Naturally Native-Water Vole Restoration

Water vole numbers declined dramatically throughout the 20th century and that decline continues today. Naturally Native will tackle the two main causes of decline: predation by introduced American mink and poor quality fragmented riparian habitat. This project will operate at a landscape scale where public engagement and volunteering will be at the heart of its success and is a partnership between Northumbria, Tees valley and Durham Wildlife Trusts.

Thanks to players of the National Lottery water vole surveys have been carried out across the region in order to build up the body of knowledge about the water vole and mink population.

Consultations are being carried out with local communities, landowners and a range of local stakeholders to gather support for the project and develop a body of volunteers who will support the project during the delivery phase.

Work at this scale, in a region whose major settlements and industrial heritage are so characterised by its river systems, has never been attempted before. The team will be working to create better conditions for water voles and help to restore wildlife in rivers and streams.

Mink will systematically be removed following good practice guidance and animal welfare will be paramount.

Where water courses need habitat improvement scrub will be removed and a more diverse range of native food plants installed to create better conditions for water vole populations to grow and expand. This will help once isolated and fragmented populations link up, increasing population numbers and genetic diversity.

Education will be a fundamentally important component of Naturally Native with a strong focus on engaging with 14-25 year olds. An innovative educational programme will engage with new and diverse audiences and use the plight of the water vole as an opportunity to highlight species and habitat loss; broader issues around native and non-native species; the threats facing rivers and wetlands and the wider social benefits of a healthy, thriving natural environment.

Restore Our Planet are pleased to be supporting this excellent project.

Save our Squirrels

The Save our Squirrels project is the largest single species conservation initiative in the UK. The aim of the project is to deliver the North of England Red Alert Squirrel Strategy by protecting and conserving the red squirrel in the counties of Northumberland, Cumbria and Lancashire.

This strategy builds on comprehensive squirrel ecology and distribution research undertaken by Dr. Peter Lurz, at the University of Newcastle, and Professor John Gurnell, at the University of London. This research identified sixteen key reserve areas where the adoption of careful habitat management will ensure the continued presence of red squirrels over the medium to long-term.

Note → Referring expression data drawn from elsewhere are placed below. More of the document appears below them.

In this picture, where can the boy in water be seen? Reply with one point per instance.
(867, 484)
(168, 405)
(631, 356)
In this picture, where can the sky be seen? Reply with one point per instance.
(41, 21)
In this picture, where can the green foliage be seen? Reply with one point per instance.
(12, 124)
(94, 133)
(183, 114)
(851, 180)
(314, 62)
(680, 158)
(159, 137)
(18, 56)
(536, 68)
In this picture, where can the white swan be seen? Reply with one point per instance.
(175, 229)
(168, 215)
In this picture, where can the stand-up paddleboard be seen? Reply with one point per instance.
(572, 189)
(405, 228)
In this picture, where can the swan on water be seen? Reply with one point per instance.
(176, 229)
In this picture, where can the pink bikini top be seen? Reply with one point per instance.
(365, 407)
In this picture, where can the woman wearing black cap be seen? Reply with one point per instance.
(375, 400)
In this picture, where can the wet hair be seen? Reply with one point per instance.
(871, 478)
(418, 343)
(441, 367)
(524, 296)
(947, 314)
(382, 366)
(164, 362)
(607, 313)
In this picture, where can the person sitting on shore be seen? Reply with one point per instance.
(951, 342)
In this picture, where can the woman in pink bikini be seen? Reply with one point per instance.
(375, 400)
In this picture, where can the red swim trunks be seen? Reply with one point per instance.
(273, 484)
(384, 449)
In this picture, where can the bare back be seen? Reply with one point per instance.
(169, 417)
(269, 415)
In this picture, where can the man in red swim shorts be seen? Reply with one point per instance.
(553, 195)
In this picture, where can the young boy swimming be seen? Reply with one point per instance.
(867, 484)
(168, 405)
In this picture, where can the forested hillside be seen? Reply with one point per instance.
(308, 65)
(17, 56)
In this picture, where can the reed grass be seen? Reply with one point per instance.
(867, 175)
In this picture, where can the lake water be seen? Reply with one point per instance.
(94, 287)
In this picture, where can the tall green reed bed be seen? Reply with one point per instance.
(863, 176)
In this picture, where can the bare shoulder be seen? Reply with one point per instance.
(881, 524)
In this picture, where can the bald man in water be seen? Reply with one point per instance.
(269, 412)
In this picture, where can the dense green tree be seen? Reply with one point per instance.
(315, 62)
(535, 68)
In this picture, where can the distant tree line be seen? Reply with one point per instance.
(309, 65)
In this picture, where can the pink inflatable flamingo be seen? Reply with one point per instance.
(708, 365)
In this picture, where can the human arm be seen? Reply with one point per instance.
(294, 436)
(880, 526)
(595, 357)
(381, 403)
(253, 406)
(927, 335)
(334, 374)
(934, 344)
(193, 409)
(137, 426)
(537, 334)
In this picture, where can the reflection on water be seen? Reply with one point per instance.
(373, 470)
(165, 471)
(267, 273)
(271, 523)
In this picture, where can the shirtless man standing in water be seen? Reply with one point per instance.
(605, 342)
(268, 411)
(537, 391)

Save our Squirrels has three main aims: To raise the profile and plight of the red squirrel. To undertake habitat management and squirrel conservation activities with landowners and managers in the sixteen reserves and surrounding areas. To secure the long-term sustainability of red squirrel conservation.

Restore Our Planet has provided funding to provide traps and equipment for local volunteer groups to help control the number of grey squirrels threatening the red squirrel through competition for food and habitat and probably through transmission of the squirrelpox virus. Since the original grant, several new voluntary groups have formed in Northumbria as well as the `umbrella organisation` Northern Red Squirrels ( NRS ).

Restore Our Planet has therefore agreed additional funding to not only provide traps and equipment but also training workshops to help the planning and coordination of grey squirrel control in these new areas which now includes Cumbria.